My Daddy’s forehead is so big, we don’t need a dining room
table. My Daddy’s forehead so big, his hat size is equator. So
big, it’s a five-head. Tyra Banks burst into tears when she seen
my Daddy’s forehead. My Daddy’s forehead got its own area code.Complete poem available online at Poetry
What a fun beginning: I did, in fact, laugh out loud, right there in the coffee shop where I read this, at the line about Tyra Banks. Guilty pleasures confession: I spent more time than I care to admit watching ANTM for a while there. But, like ANTM and everything else under the sun, the poem changes, and while the tone remains this loudmouth bratty teen dragging stock mocks down the page, a lot of truth gets mixed in along the way. We start to understand more about her Daddy, and by the end, we understand some of the loneliness the blustery humor can’t hide any more.

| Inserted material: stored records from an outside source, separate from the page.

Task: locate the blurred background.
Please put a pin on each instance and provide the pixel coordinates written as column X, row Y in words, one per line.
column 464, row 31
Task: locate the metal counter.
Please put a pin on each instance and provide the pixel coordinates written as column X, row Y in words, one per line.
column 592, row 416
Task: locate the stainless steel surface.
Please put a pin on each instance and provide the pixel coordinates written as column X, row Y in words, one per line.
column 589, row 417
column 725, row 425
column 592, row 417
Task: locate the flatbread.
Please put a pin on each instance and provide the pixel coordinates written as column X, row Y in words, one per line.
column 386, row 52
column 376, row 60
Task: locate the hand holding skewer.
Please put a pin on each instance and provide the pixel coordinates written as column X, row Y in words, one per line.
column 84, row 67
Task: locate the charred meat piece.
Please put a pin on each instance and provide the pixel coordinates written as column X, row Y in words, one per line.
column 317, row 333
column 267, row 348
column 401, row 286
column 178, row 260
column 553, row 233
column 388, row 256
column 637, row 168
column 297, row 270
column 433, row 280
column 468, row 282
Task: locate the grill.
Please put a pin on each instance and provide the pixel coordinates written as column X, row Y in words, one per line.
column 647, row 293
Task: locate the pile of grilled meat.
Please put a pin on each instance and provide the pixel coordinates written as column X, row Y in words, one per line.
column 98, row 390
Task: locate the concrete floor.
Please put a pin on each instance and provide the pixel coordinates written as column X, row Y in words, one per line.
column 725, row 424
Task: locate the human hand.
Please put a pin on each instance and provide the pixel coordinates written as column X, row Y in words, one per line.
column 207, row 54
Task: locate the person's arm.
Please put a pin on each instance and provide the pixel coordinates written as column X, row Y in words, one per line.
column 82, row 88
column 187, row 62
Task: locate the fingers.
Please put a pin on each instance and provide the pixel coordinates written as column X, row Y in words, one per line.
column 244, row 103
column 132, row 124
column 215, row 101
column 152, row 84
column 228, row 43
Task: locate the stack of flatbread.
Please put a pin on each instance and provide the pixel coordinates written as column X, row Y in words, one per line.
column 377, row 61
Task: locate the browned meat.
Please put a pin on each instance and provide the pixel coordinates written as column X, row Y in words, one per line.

Woods has done poetry slams, musical albums (including a collaboration with Chance the Rapper). Considering how aural that is – and poetry itself is, of course, a spoken art, though it’s not always presented or perceived that way – I’m surprised how much the layout of this poem on the page contributed to its meaning. At first I wasn’t sure it was a poem; maybe the lines are sentences, just breaking at the margins like all paragraphs. But no, I don’t think so. The words are so dense on the page, not in a heavy or cumbersome way, but in a busy, fast-talking sort of way. The blank lines between stanzas give the reader a moment to readjust, the speaker a bit of time to weigh the options of going on or not. And that last line, isolated and alone, makes a perfect ending, visual, aural, and semantic aspects all focused as an underscore.